Royal Anthropological Institute / Development Studies Association Tourism Research Seminars
SEMINAR SERIES AT THE ROYAL ANTHROPOLOGICAL INSTITUTE
Tourism planning for economic development and poverty reduction in Ghana: historical trajectories and contemporary challenges
Emmanuel Akwasi Adu-Ampong, University of Lincoln
Thursday 15 December 2016 at 5.30 pm
Since independence in 1957, successive governments in Ghana have sought to utilise tourism as a tool for economic development and poverty reduction. In the early post-independence period, international tourism was considered as a form of neo-colonialism and hence there was a level of ambivalence shown by the government regarding tourism development. In more recent times, the most consistent view of tourism development held within successive national economic development policies is that of a source of foreign exchange. This view has shaped the development of national tourism plans and their subsequent implementation. The presentation examines how tourism has been conceptualised within national economic development policy and planning over the years and identifies the key historical trajectories that have shaped the form of tourism development in Ghana.

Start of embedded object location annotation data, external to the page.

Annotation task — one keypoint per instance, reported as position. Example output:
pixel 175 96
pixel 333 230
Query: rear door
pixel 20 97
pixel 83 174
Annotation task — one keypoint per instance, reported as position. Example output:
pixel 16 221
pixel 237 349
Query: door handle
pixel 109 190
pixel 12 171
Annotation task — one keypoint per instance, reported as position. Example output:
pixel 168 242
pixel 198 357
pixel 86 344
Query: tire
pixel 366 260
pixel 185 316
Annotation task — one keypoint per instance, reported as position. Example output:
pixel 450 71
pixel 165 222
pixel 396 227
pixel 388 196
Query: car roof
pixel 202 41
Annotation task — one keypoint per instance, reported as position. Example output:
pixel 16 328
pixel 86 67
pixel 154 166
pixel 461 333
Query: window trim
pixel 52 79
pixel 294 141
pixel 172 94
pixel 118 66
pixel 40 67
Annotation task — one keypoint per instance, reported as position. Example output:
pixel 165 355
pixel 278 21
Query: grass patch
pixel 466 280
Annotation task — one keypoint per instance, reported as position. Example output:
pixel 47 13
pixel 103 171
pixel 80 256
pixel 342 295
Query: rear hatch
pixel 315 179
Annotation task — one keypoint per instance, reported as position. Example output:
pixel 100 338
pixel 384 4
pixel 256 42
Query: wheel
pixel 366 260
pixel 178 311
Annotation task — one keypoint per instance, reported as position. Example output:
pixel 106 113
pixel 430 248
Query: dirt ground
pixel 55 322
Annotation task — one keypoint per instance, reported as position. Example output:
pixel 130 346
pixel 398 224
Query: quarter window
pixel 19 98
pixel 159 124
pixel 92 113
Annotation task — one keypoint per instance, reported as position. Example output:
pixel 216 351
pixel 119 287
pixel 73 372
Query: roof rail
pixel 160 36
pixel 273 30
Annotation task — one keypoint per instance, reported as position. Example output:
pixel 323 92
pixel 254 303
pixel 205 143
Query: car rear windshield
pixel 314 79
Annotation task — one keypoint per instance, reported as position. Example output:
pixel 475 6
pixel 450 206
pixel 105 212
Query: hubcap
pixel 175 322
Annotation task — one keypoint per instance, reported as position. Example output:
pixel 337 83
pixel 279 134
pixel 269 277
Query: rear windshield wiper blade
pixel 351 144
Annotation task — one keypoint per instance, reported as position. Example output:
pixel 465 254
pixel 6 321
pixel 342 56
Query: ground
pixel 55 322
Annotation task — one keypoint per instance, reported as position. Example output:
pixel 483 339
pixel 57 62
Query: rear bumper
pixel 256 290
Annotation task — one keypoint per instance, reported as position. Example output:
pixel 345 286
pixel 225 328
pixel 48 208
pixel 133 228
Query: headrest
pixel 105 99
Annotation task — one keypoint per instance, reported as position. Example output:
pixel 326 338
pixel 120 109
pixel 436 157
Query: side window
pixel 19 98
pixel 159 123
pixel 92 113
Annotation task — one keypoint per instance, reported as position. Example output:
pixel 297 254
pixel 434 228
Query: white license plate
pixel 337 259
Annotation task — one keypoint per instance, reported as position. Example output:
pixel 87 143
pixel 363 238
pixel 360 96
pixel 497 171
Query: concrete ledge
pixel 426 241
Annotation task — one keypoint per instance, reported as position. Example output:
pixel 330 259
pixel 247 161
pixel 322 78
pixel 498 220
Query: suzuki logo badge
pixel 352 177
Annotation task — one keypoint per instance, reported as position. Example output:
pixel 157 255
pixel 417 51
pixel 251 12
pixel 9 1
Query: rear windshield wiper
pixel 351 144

This presentation will end by showing why it is important to consider the tourism-poverty nexus through the eyes of national economic development policies. To ensure that tourism’s potential is leveraged for local economic development and poverty reduction a government’s entire (economic) tourism strategy need to be structured around this goal. The presentation therefore raises questions about whether tourism’s full potential can be realised in developing countries like Ghana where the focus continues to be on foreign exchange earnings.
Emmanuel Akwasi Adu-Ampong is a Lecturer in Tourism Management at the Lincoln International Business School, University of Lincoln. He is due to submit on his PhD thesis at the Department of Urban Studies and Planning, University of Sheffield on 1st December, 2016. The thesis focuses on the governance of tourism-led local economic development planning in Ghana using the case of the Elmina 2015 Strategy. In 2014, Emmanuel founded the Tourism Research Network (TouRNet) which now runs a yearly symposium for PhD and Early Career Researchers in tourism, events and hospitality. His research interests revolve around research methods, tourism policy and planning, cultural heritage management, international development planning and urban studies.